Summer At Sea: Week 2 Day 1
Genesis 8:6-16
6 After forty days Noah opened a window he had made in the ark 7 and sent out a raven, and it kept flying back and forth until the water had dried up from the earth. 8 Then he sent out a dove to see if the water had receded from the surface of the ground. 9 But the dove could find nowhere to perch because there was water over all the surface of the earth; so it returned to Noah in the ark. He reached out his hand and took the dove and brought it back to himself in the ark. 10 He waited seven more days and again sent out the dove from the ark. 11 When the dove returned to him in the evening, there in its beak was a freshly plucked olive leaf! Then Noah knew that the water had receded from the earth. 12 He waited seven more days and sent the dove out again, but this time it did not return to him.
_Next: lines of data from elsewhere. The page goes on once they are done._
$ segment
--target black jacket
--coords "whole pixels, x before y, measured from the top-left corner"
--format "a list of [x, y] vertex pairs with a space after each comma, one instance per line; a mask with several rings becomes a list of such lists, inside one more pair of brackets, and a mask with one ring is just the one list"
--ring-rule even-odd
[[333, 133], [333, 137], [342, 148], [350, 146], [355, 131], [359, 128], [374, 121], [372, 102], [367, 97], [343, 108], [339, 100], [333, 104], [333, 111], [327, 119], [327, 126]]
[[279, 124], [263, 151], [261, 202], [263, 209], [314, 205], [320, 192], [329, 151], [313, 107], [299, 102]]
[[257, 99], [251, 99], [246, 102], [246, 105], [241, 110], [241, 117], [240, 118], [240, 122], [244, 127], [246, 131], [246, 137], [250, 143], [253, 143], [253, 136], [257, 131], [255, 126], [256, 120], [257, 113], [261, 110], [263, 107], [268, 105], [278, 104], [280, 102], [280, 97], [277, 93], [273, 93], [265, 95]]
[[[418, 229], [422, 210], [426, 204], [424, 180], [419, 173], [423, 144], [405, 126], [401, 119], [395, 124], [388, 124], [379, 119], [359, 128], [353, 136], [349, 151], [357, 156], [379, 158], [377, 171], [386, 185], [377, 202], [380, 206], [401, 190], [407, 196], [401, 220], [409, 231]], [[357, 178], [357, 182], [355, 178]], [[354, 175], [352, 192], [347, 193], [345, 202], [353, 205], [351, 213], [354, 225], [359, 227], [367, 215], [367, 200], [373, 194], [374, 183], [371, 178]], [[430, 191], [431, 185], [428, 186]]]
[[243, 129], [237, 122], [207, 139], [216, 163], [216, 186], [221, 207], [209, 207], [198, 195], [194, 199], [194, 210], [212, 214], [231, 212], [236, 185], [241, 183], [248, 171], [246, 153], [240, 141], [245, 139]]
13 By the first day of the first month of Noah’s six hundred and first year, the water had dried up from the earth. Noah then removed the covering from the ark and saw that the surface of the ground was dry. 14 By the twenty-seventh day of the second month the earth was completely dry.
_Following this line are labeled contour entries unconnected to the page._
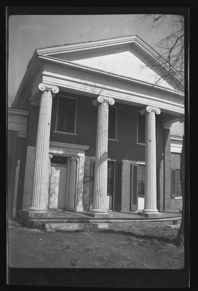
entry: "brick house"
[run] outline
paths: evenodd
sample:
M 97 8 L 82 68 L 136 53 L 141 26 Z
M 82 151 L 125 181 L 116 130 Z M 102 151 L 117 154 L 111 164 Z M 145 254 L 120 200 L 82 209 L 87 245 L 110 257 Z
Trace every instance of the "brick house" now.
M 157 56 L 137 36 L 36 49 L 8 110 L 9 217 L 182 209 L 184 88 L 154 85 Z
15 Then God said to Noah, 16 “Come out of the ark, you and your wife and your sons and their wives.”
We see here that God was doing something to the earth. The flood is what was called a decreation event, after which God recreated. Why, however, did He take time to do this? Noah spent nearly a whole year inside of that ark, why? It was so God could prepare what Noah was returning to intricately and perfectly. We see that Noah had to wait almost two months after seeing the dry land before he could exit the boat. Why did Noah have to wait so long? I, myself, am not sure why Noah had to wait so long, but Theologian Matthew Henry says this, “God consults our benefit rather than our desires; for he knows what is good for us better than we do for ourselves, and how long it is fit our restraints should continue and desired mercies should be delayed.” To put it in our way of speaking. God is concerned with what is best for us, not just what we want, and knows what that is much better than we do. And though waiting for Him to intervene sometimes feels to long for us, God knows best.
God had a reason for the flood; He had a reason for the duration of it, and He had a reason in Noah’s waiting. God has proven Himself Lord above the chaos. So when God asks us to wait just a bit more, let’s remember a man stuck in a boat with thousands of animals who trusted in God.